Classé dans : — Pierre BRASME @ 9:08

     L’accession d’Hitler au pouvoir s’accompagne dès les premiers mois de l’année 1933 d’un muselage systématique voire d’incarcérations en camp de concentration des opposants politiques (communistes, sociaux-démocrates, syndicalistes…). Dans le même temps, Hitler commence à appliquer son programme antisémite, et très vite la vie devient impossible en Allemagne pour la communauté israélite : pour les commerçants à cause du boycott des magasins juifs, pour les étudiants à qui l’on ferme les portes des facultés, et pour les artistes et les intellectuels (dont Einstein) en non-conformité avec l’idéologie nazie. 

     Voilà qui explique la  montée en flèche de l’émigration vers la France de ceux que la Sûreté Générale désigne sous le terme de réfugiés israélites allemands. Le ministère de l’Intérieur, par l’intermédiaire du Service Central des Cartes d’Identité des Etrangers, fournit des statistiques révélatrices pour la seule année 1933 : 1 531 réfugiés au mois de mai, 4 985 en juillet, 8 164 en août, 11 598 en novembre. 

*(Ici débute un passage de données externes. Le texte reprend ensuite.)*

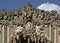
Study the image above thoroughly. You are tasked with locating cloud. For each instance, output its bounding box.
[37,3,60,14]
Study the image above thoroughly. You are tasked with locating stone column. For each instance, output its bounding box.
[54,29,56,43]
[49,25,51,40]
[7,26,9,43]
[2,25,4,43]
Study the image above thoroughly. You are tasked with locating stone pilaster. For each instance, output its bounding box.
[2,25,4,43]
[7,26,9,43]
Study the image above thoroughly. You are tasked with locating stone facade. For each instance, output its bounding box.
[0,3,60,43]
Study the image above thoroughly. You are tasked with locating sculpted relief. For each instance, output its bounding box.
[0,4,60,43]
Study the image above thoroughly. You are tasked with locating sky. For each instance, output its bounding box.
[0,0,60,11]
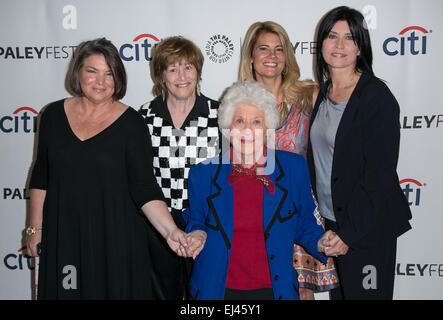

     Or en Allemagne même, une organisation sioniste facilitait le départ pour la France de jeunes israélites âgés de 16 à 21 ans. Il s’agit du « Hehalutz » (le pionnier) dont le bureau était situé à Berlin au 10 Meinekestrasse, au siège même de l’Office palestinien d’émigration (Palästinaamt der Jewish Agency), lequel office détenait le monopole des certificats d’établissement en Palestine. 
Mais dès l’arrivée d’Hitler au pouvoir, fut ouverte à Strasbourg une succursale du « Hehalutz », au 17 de la rue de l’Ail. Quel était son rôle ? D’abord accueillir les jeunes réfugiés qui transitaient par Sarrebruck, où le bureau de Berlin avait un relais en la personne d’un certain docteur Voss qui remettait aux réfugiés les moyens nécessaires pour se rendre à Strasbourg. Ensuite et surtout  placer les réfugiés chez des agriculteurs de la Moselle et du Bas-Rhin ou dans des écoles d’agriculture afin qu’ils acquièrent une formation leur permettant de s’établir par la suite en Palestine, cette formation étant la condition sine qua non imposée par le gouvernement anglais qui délivrait alors les certificats d’immigration.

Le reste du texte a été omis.